Elle ne se fit point attendre, et celui-ci reprit aussitôt:
– Si vous lisez dans les physionomies, très illustre frère, dit-il, moi je lis dans l’avenir. Marie-Antoinette est fière; elle s’entêtera dans la lutte et périra sous nos attaques. Le dauphin Louis-Auguste est bon et clément; il faiblira dans la lutte et périra comme sa femme et avec sa femme; seulement ils périront chacun par la vertu ou le défaut contraire. Ils s’estiment en ce moment, nous ne leur donnerons pas le temps de s’aimer, et dans un an ils se mépriseront. D’ailleurs, pourquoi délibérer, frères, pour savoir de quel côté vient la lumière quand cette lumière m’est révélée, à moi; quand je viens d’orient, conduit comme les bergers par cette étoile qui annonce une seconde régénération? Demain je me mets à l’œuvre, et avec votre concours je vous demande vingt ans pour accomplir notre œuvre; vingt ans suffiront si nous marchons unis et forts vers un même but.
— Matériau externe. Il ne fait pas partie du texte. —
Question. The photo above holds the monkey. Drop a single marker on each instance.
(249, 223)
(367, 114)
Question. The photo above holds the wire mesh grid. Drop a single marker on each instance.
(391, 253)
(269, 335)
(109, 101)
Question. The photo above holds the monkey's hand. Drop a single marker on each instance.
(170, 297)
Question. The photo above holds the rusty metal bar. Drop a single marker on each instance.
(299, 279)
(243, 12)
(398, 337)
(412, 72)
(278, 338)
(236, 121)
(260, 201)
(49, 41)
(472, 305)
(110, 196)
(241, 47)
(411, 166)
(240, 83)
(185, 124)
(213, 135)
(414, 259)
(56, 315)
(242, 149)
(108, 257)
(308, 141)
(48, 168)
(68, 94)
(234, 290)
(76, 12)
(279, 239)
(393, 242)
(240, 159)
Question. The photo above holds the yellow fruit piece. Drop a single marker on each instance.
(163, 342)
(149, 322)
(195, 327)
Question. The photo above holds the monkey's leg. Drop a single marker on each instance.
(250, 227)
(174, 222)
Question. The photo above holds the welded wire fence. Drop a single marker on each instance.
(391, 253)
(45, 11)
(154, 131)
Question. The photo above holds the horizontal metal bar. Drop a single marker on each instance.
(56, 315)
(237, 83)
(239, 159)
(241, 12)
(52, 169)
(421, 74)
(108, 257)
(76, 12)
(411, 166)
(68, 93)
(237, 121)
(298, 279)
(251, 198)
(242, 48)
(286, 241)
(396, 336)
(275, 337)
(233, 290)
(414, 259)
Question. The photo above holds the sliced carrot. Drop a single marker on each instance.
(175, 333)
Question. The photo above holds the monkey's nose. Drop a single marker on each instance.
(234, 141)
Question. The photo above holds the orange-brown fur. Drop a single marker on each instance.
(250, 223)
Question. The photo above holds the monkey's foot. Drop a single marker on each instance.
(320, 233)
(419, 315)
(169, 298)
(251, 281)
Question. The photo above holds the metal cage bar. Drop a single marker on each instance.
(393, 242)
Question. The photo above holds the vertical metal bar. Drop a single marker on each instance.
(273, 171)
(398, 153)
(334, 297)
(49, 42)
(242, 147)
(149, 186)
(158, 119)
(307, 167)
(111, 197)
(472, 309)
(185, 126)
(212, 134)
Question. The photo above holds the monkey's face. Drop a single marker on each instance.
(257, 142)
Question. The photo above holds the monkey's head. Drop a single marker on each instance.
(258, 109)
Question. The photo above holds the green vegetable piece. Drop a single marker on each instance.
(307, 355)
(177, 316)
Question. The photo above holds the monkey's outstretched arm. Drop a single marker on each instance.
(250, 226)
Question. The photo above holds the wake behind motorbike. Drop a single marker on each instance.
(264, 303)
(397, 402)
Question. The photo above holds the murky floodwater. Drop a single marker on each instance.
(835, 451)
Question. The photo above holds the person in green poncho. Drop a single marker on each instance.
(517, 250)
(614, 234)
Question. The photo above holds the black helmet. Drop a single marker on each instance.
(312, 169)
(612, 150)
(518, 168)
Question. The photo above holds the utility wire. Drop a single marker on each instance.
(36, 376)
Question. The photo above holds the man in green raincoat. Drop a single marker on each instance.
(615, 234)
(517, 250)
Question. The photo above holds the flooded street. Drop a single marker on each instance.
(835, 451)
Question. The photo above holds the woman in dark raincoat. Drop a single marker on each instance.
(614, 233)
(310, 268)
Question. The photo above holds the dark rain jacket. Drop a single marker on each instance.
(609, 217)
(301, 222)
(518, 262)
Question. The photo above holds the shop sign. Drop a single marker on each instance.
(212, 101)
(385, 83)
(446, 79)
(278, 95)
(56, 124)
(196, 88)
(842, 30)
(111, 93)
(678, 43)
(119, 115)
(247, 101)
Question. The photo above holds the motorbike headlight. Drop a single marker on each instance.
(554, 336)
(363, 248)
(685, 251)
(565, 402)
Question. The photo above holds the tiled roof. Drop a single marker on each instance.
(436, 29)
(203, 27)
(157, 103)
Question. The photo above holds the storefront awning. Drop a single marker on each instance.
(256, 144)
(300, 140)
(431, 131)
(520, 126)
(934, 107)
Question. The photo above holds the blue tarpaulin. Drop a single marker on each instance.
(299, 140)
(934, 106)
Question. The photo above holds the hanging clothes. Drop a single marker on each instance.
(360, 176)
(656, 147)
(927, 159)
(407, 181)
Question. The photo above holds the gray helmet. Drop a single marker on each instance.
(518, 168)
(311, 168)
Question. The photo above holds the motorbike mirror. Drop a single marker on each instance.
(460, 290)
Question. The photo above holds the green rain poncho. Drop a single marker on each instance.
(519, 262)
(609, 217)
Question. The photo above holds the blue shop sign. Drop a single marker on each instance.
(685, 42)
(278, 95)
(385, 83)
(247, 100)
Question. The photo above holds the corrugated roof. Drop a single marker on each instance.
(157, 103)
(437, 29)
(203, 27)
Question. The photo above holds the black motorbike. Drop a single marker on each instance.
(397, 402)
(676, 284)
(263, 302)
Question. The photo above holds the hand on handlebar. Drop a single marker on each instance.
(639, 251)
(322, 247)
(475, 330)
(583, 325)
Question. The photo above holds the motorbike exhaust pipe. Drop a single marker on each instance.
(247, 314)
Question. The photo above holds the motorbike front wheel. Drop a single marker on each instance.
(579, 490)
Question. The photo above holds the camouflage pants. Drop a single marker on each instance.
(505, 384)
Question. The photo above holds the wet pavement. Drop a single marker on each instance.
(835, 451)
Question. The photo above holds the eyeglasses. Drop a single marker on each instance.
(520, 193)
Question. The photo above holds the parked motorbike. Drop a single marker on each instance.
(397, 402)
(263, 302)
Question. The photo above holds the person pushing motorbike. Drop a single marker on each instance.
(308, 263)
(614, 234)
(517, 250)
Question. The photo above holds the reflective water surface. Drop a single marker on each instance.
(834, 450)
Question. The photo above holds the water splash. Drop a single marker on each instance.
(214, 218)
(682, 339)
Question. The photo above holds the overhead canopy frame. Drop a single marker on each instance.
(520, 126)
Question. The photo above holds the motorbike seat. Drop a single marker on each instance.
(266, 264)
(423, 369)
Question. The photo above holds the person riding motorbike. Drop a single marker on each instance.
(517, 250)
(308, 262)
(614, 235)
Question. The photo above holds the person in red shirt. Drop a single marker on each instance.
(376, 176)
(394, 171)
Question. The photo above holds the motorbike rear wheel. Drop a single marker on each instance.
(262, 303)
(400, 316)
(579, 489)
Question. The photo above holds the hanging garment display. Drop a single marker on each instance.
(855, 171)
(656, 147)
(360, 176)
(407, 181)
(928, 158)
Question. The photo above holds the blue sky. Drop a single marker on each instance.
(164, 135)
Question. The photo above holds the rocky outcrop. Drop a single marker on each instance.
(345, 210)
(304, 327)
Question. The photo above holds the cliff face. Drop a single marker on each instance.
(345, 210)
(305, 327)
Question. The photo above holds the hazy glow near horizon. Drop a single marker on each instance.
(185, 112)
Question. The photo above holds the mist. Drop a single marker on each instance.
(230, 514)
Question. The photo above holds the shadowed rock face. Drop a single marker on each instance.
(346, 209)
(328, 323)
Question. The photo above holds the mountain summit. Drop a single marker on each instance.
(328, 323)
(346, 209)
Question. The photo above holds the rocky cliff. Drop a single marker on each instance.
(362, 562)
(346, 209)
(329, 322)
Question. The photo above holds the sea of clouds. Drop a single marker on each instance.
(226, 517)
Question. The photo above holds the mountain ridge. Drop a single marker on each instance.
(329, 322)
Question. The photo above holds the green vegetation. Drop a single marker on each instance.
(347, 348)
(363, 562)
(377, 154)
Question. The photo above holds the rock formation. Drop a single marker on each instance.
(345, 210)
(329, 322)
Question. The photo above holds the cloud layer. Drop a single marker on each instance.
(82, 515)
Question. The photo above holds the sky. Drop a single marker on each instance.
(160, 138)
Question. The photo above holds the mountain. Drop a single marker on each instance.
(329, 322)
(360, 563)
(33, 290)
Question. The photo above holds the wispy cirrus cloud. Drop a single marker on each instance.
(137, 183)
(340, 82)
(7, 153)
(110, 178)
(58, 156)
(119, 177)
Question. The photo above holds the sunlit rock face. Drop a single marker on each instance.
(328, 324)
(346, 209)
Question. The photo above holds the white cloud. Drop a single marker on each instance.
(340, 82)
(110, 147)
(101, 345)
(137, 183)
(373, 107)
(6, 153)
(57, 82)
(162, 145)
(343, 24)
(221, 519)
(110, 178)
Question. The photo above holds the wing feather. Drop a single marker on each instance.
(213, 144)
– Vingt ans! murmurèrent plusieurs fantômes, c’est bien long!
Le grand Cophte se retourna vers ces impatients.
– Oui, sans doute, dit-il, c’est bien long pour quiconque se figure qu’on tue un principe comme on tue un homme, avec le couteau de Jacques Clément ou avec le canif de Damiens. Insensés!… le couteau tue l’homme, c’est vrai; mais, pareil à l’acier régénérateur, il tranche un rameau pour en faire jaillir dix autres de la souche, et à la place du cadavre royal couché dans son tombeau, il suscite un Louis XIII, tyran stupide; un Louis XIV, despote intelligent; un Louis XV, idole arrosée des pleurs et du sang de ses adorateurs, comme ces monstrueuses divinités que j’ai vues dans l’Inde écraser avec un monotone sourire les femmes et les enfants qui jettent des guirlandes sur les roues de leur char. Ah! vous trouvez que c’est trop de vingt ans pour effacer le nom de roi du cœur de trente millions d’hommes, qui naguère encore offraient à Dieu la vie de leurs enfants pour racheter celle du petit roi Louis XV! Ah! vous croyez que c’est une tâche facile que de rendre odieuse à la France ces fleurs de lis qui, radieuses comme les étoiles du ciel, caressantes comme les parfums de la fleur qu’elles rappellent, ont porté durant mille ans la lumière, la charité, la victoire, dans tous les coins du monde! Essayez donc, mes frères, essayez: ce n’est pas vingt ans que je vous donne, moi, c’est un siècle!